「菅原伝授手習鑑」
車曳の段
小住の梅王丸に碩の桜丸が血気にはやる若者らしく、好演。碩の桜丸はおっとりというにはかちゃかちゃしていたが。松王丸の藤が舞台袖から声掛けしながら登場する文楽には珍しい演出。時平の津国は大笑いで手が入った。豪快といには枯れた感じだったが、悪い感じは十分。ずいぶん長かったような。三味線は宗介が1人で5人に対峙。

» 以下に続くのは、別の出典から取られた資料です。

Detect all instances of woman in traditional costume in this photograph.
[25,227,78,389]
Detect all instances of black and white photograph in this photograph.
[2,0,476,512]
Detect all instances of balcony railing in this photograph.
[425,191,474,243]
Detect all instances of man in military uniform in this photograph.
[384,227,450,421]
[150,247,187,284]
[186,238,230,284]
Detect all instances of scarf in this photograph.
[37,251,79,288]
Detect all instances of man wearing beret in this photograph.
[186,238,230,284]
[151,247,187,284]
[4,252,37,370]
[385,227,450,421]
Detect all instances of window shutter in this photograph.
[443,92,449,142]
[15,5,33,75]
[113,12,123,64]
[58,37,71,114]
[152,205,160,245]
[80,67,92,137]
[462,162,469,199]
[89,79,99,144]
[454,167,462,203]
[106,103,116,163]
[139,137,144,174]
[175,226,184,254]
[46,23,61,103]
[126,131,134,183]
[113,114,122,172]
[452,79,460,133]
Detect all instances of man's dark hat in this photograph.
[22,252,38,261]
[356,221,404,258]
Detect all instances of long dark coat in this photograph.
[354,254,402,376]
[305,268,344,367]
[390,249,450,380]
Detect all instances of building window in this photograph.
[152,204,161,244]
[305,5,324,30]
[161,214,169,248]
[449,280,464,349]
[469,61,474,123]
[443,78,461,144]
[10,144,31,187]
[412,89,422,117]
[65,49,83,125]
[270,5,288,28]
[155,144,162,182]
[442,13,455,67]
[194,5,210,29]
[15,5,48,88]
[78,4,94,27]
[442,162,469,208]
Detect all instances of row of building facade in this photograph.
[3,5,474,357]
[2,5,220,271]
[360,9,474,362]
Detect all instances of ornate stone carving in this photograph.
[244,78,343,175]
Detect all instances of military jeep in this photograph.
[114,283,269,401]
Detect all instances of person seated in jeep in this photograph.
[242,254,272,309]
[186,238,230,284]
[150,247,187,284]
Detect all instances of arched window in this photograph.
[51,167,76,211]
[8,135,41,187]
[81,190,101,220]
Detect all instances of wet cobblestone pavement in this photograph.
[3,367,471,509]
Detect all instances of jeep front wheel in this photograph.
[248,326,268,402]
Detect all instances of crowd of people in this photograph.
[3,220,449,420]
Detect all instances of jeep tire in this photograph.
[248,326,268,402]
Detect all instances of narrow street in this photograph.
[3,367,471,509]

茶筅酒は三輪・団七。言葉が明快で語り分けもきっちり。団七はいつになく難しそうな顔。
喧嘩の談は咲寿・清馗。
いつもより落ち着いた語りは好印象。
訴訟の段は芳穂・錦糸。
前段と打って変わって厳粛な雰囲気。ここまで重々しかったか。錦糸が弾いていない時、目をキョロキョロしていたのは何だったのか。気になった。
桜丸切腹は千歳・富助。待ってましたの声が掛かる。
抑制された緊張感のなか、穏やかに語りが進む。八重の悲嘆、白太夫の「泣くないやい」の件もとても良かったが、なぜか拍手がなかった。雰囲気を壊したくない遠慮からか。前段できちんと場の空気ができていたからいっそう、胸に迫ったのかと思った。
天拝山は藤・清友。
きっぱりした激しい三味線。
菅丞相が怒り心頭で火を吹くのは覚えていたが、その前に髪を振り乱して大暴れするのに驚く道明寺とキャラ変わりすぎ。
人形は車曳で、玉佳の梅王、勘弥の桜丸、玉助の松王が力漲る熱演。一輔の八重がさまざま表情を見せてよき。勘十郎の白太夫は役が軽すぎるかと思ったが、天拝山で一人舞うなどしどころが多くて納得。おかしみのあるまろやかな動きが素朴な爺さんらしい。